Epidemiologistas se desdobram para criar modelos matemáticos que antecipem como uma doença irá se espalhar. Acontece, e isso também ficou claro agora, que é muito difícil prever como as pessoas realmente se comportarão durante uma pandemia. Respeitarão a quarentena? Usarão máscaras? Para tentar responder a essas questões, os pesquisadores introduziram uma doença altamente contagiosa (virtual, é claro) no ambiente do jogo. Como o game tem milhares de usuários, com os mais diferentes perfis, jogando ao mesmo tempo ao redor do mundo, o resultado revelaria em boa medida como os seres humanos lidariam com o problema.

E então? "As quarentenas foram ignoradas, pois os avatares tentaram 'fugir', a fim de levar adiante suas batalhas.
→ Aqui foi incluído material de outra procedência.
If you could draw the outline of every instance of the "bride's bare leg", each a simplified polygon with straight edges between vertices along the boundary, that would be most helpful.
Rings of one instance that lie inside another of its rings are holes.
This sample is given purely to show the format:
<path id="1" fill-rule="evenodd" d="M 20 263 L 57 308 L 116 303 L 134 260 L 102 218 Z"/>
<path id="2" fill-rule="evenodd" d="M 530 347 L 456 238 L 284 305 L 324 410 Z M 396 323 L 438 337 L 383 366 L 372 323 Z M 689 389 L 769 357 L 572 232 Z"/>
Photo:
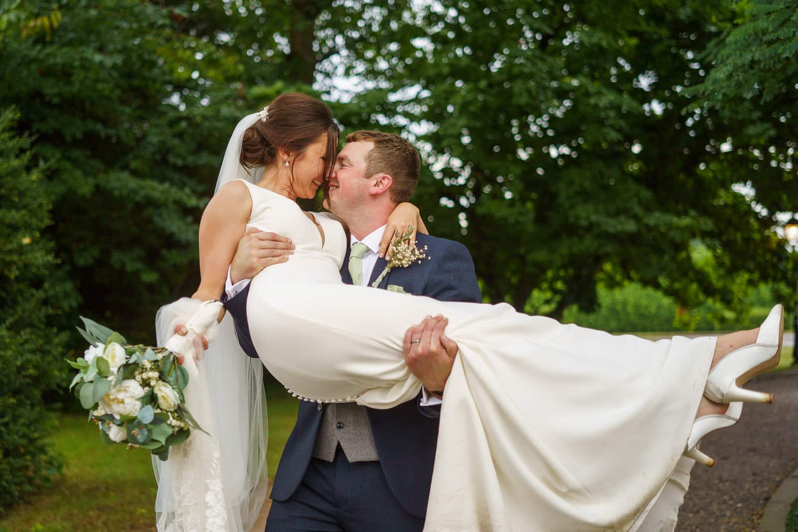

Por fim, os programadores tiveram de desligar o servidor e reiniciar o sistema, de modo a eliminar a doença e tornar o jogo novamente sadio."

'Negacionistas não vão desaparecer'

"Há alguma vantagem em já ter 77 anos de idade. Fico aliviado por não ter a sua idade ou estar no lugar dos meus filhos. Me sinto mal por eles. Mas leio sobre esses lunáticos (terraplanistas, antivacinas, anti-máscaras) e meio que entendo eles. São muitas vezes pessoas deixadas para trás, pobres, com educação deficiente, que não veem um futuro. Elas não agem a partir de fatos, agem a partir de suas emoções e sentimentos pessoais."

Caso você esteja se perguntando sobre os outros "X-events" do livro, são os seguintes: apagão digital, esgotamento global do abastecimento de alimentos, um pulso eletromagnético capaz de destruir todos os aparelhos eletrônicos, o colapso da globalização, a destruição da Terra pela criação de partículas exóticas, a desestabilização do panorama nuclear, o fim do suprimento global de petróleo, falta de energia elétrica e água potável, robôs inteligentes sobrepujando a humanidade, deflação global e colapso dos mercados financeiros.

Se continuaremos a lidar com negacionistas mesmo com um "X-event" em andamento e tantos outros na fila para, ao menor descuido da humanidade, tornarem-se realidade? "Infelizmente, sim. Eles não vão desaparecer", diz Casti.